“‘Oh! dere’s plenty news!’
“‘Out with it, man! What is it?’
“‘Oh! de Sout States dey go agin de Nort’ States, and dere’s plenty fight!’
“I heard the answer, and wondering what strange complication of European politics had kindled another Continental war, called this Polar Emmæus to the quarter deck. Had he any news from America?
“‘Oh! ’tis ’merica me speak! De Sout’ States, you see? and dere’s plenty fight!’
“Yes, I did see! but I did not believe that he told the truth, and awaited letters which I knew must have come out with the Danish vessel, and which were immediately sent for to the Government House.”
The condition of the schooner necessitated putting in at Halifax for repairs, and, four days after leaving, they made the Boston Lights. “We picked up a pilot,” writes Dr. Hayes, “out of the thickest fog that I have ever seen south of the Arctic Circle, and with a light wind stood into harbor. As the night wore on the wind fell away almost to calm; the fog thickened more and more, if that were possible, as we sagged along over the dead waters toward the anchorage. The night was filled with an oppressive gloom. The lights hanging at the mast-heads of the vessels which we passed had the ghastly glimmer of tapers burning in a charnel-house. We saw no vessel moving but our own, and even those which lay at anchor seemed like phantom ships floating in the murky air. I never saw the ship’s company so lifeless, or so depressed, even in times of real danger.”

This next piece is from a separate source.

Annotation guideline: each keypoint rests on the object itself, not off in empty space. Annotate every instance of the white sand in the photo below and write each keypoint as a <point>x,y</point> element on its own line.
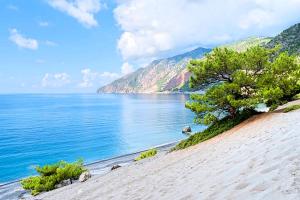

“I landed on Long Wharf,” he continues, “and found my way into State Street. Two or three figures were moving through the thick vapors, and their solemn foot-fall broke the worse than Arctic stillness. I reached Washington Street, and walked anxiously westward. A newsboy passed me. I seized a paper, and the first thing which caught my eye was the account of the Ball’s Bluff battle, in which had fallen many of the noblest sons of Boston; and it seemed as if the very air had shrouded itself in mourning for them, and that the heavens wept tears for the city’s slain. I was wending my way to the house of a friend, but I thought it likely that he was not there. I felt like a stranger in a strange land, and yet every object which I passed was familiar. Friends, country, everything seemed swallowed up in some vast calamity, and, doubtful and irresolute, I turned back sad and dejected, and found my way on board again through the dull, dull fog.”
Dr. Hayes made another journey beyond the Arctic Circle in 1869, in the Panther, as the guest of the artist Bradford. Over a thousand miles of the Greenland coast was visited, terminating a good way beyond the last outpost of civilization on the globe, in the midst of the much-dreaded “ice-pack” of Melville Bay.